For each row in the Series, I want to take these 2D arrays, flatten them to 1D, take the values and assign them to the columns of one row in data frame. Each row will have 30x30 = 900pixels each, storing the values of each pixel. Like this:

    pixel1    pixel2    pixel3...    pixel900
0       23         4        54             77
1       65        54       255             33
...
...
... 

I'm using an elaborate function that extracts one row from the series at a time, flattens the array, converts it to a Series again, and appends it to a dataframe. It takes sooo long. I'm sure there must be a faster way. I'm using this code:

def prep_pixels(X):
    # X is a series
    df = pd.DataFrame()
    for i in range(len(X.index)): #iterate through the whole series
        df = df.append(pd.Series(X[i].flatten()), ignore_index=True) 
    return df

EDIT: Upon request from a user, I will provide code with how I ended up in this rut in the first place :D

#reading the files
filepath = 'dataset.pickle'
data_np = pd.read_pickle(filepath)
print(data_np[0])

Output:

 [array([[255, 248, 253, 255, 251, 253, 254, 236, 220, 217, 191, 145, 139,
        185, 216, 227, 252, 251, 254, 248, 251, 236, 221, 222, 213, 175,
        120,  75,  74, 209],
       [255, 253, 254, 253, 252, 254, 223, 146,  87,  75,  58,  30,  27,
         58,  86, 116, 157, 168, 164, 165, 167, 136,  96,  71,  59,  49,
         21,   9,  27, 144],
       [255, 255, 255, 248, 252, 255, 202,  88,  15,  16,  14,  11,  11,
         12,  12,  20,  40,  46,  38,  43,  40,  25,  21,  19,  17,  35,
         53,  58,  64, 124],
    ... 30 rows of 30 pixels
    ...
    ... last row coming up ...
    [255, 255, 254, 254, 253, 252, 253, 254, 255, 255, 254, 252, 249,
    249, 251, 213, 126, 178, 231, 252, 248, 250, 254, 254, 252, 253,
    255, 255, 255, 255]], dtype=uint8), 'क']

The last symbol in this list is the character that this image represents.
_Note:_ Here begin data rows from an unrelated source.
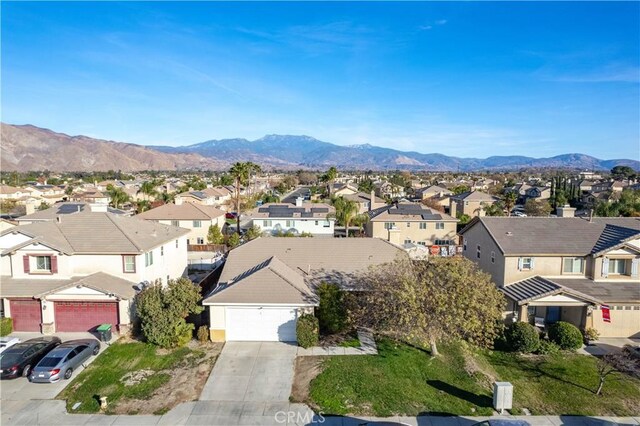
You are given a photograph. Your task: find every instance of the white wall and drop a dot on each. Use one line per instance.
(301, 225)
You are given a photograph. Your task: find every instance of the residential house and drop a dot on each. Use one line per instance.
(412, 223)
(563, 268)
(197, 218)
(314, 218)
(267, 283)
(470, 203)
(82, 269)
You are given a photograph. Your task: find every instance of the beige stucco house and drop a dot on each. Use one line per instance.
(563, 268)
(197, 218)
(80, 270)
(412, 223)
(267, 283)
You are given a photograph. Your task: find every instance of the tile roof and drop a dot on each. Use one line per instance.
(335, 260)
(268, 282)
(185, 211)
(38, 288)
(86, 232)
(538, 287)
(552, 235)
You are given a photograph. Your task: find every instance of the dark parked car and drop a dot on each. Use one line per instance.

It's the 'label'. It's supervised learning using CNNs. Anyway, I need them to be in the other format I described to be able to work with them. This is how I'm handling this data:

data = pd.DataFrame(data_np, columns=['pixels','labels'])
def prep_pixels(X):
    df = pd.DataFrame()
    for i in range(len(X.index)): #iterate through whole series
        df = df.append(pd.Series(X[i].ravel()), ignore_index=True)  
    return df

X = prep_pixels(data['pixels'])
y = data['labels']

EDIT: a user suggested that I use a mutable datatype to do this procedure. They said that it might speed things up because the computation does not need to make copies of data. I used some nested for loops and it cut the time to half (1 min 22 sec instead of 3 min). I still feel like its pathetic, given that my dataset has just 7000, 30x30 pixel images. Or, maybe I'm just new to data wrangling.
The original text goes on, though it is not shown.